Is Aliya Mustafina a diva? Truthfully, I have no idea. Perhaps she is the cold, self-absorbed prima donna that NBC seems intent on convincing me she is, the leotard-clad equivalent of fiery Russian ice skater Oksana Baiul. After she bombed on the balance beam during the women’s all-around competition, she flicked away her coach’s consoling hand. She did not, as the NBC commentator said, “shove him away.”
And as many times as NBC have called Mustafina a diva, I’ve not heard anyone mention the fact that she is Muslim, a member of the Tatar ethnic minority.

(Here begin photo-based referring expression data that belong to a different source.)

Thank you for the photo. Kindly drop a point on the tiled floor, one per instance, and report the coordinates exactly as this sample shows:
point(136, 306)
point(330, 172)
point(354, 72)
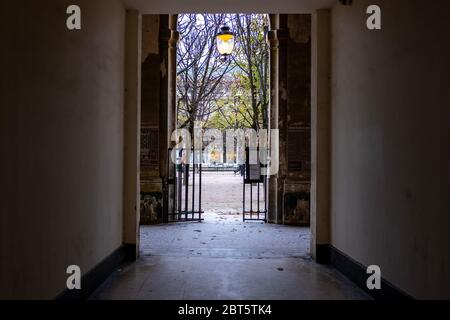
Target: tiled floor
point(223, 258)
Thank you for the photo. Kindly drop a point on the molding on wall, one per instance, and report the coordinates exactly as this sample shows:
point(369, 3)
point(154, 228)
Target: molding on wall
point(356, 272)
point(322, 253)
point(96, 276)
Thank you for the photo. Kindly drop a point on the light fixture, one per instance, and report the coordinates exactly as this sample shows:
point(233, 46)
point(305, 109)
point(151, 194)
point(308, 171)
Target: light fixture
point(225, 41)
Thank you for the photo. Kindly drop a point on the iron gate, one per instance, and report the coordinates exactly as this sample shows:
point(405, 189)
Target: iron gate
point(254, 188)
point(185, 185)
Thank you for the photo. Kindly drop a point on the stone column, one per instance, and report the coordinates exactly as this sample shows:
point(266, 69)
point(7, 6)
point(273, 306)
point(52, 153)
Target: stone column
point(283, 36)
point(132, 125)
point(320, 135)
point(172, 73)
point(273, 41)
point(164, 37)
point(171, 89)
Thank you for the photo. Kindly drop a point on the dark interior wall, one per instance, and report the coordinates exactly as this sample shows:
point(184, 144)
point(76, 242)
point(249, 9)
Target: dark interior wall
point(61, 133)
point(296, 122)
point(390, 149)
point(154, 71)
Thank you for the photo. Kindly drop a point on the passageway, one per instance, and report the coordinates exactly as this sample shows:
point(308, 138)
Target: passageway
point(225, 258)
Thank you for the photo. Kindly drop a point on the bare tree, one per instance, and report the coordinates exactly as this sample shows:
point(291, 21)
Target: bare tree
point(252, 58)
point(201, 73)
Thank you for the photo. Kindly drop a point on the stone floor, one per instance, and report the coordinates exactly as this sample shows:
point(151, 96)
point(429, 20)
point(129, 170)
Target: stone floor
point(224, 258)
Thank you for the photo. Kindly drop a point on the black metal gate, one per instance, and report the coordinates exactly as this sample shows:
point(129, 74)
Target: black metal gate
point(185, 186)
point(255, 191)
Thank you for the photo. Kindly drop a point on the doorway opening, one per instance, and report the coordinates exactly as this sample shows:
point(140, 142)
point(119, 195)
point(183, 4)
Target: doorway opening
point(222, 96)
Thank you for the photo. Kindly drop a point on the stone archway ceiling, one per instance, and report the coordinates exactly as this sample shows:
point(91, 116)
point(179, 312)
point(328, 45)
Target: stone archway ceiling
point(228, 6)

To most Americans, Russian names tend to sound the same, but “Aliya” means noble, lofty in Arabic; Mustafina, a variant of the Arabic name Mustafa.

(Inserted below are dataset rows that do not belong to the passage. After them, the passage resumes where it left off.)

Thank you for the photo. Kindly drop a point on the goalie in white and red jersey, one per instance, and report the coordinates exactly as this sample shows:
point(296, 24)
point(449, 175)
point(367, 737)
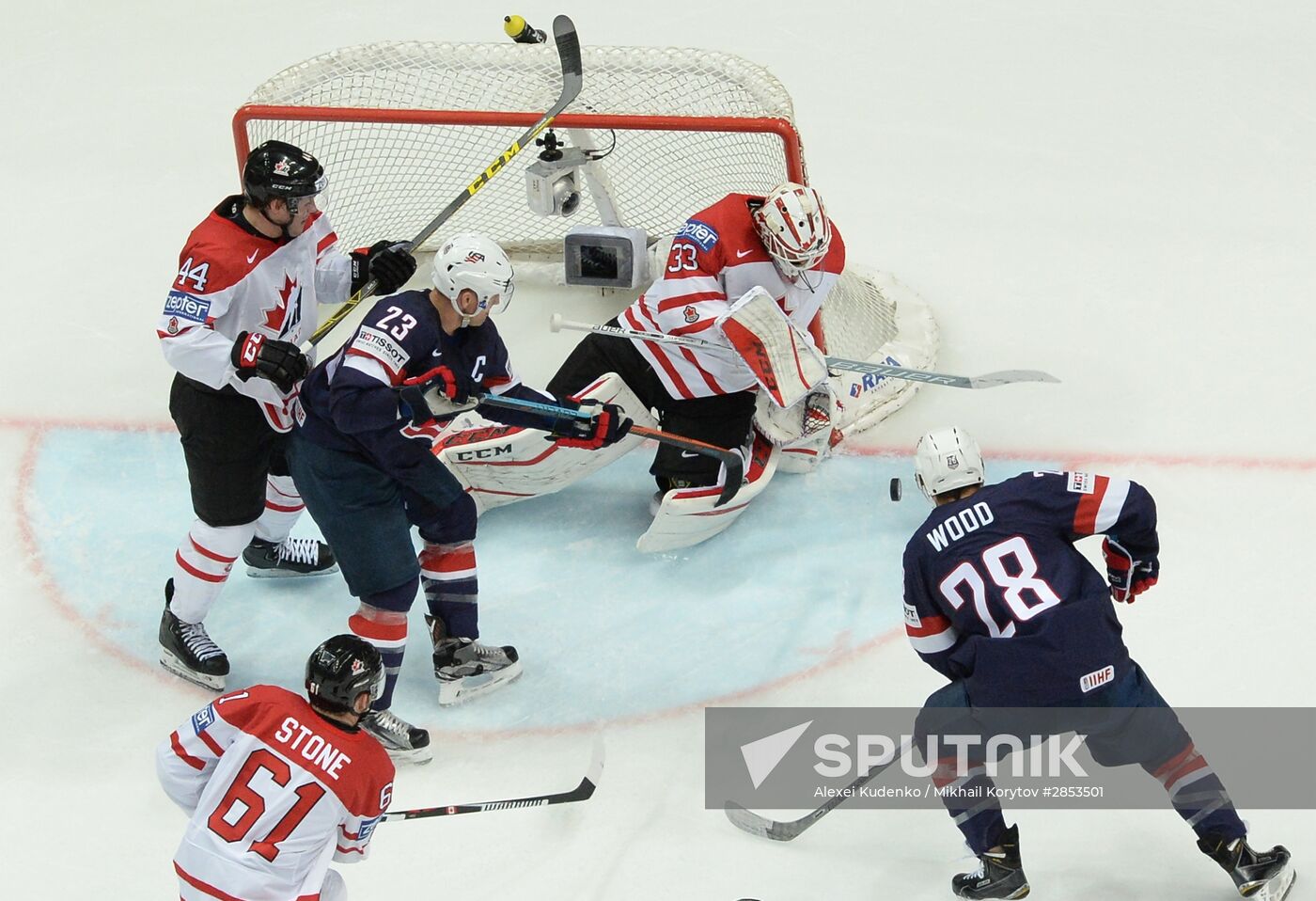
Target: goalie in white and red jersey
point(245, 296)
point(278, 786)
point(783, 243)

In other words, to a Russian audience Mustafina’s name marks her as an Olympic anomaly, as rare as Team USA's Gabby Douglas’s gold medal win is to an American audience. Right now all of America is celebrating Douglas’ glorious triumph, and noting that she is our first African-American gymnast to win individual all-around gold — not to mention the achievements of Danell Leyva and John Orozco, two Hispanic men who, again, don’t fit the traditional Olympic mold.
I wonder how tough it has been for Aliya Mustafina to make her way to the top of the Russian gymnastic world. NBC: How about telling me that story?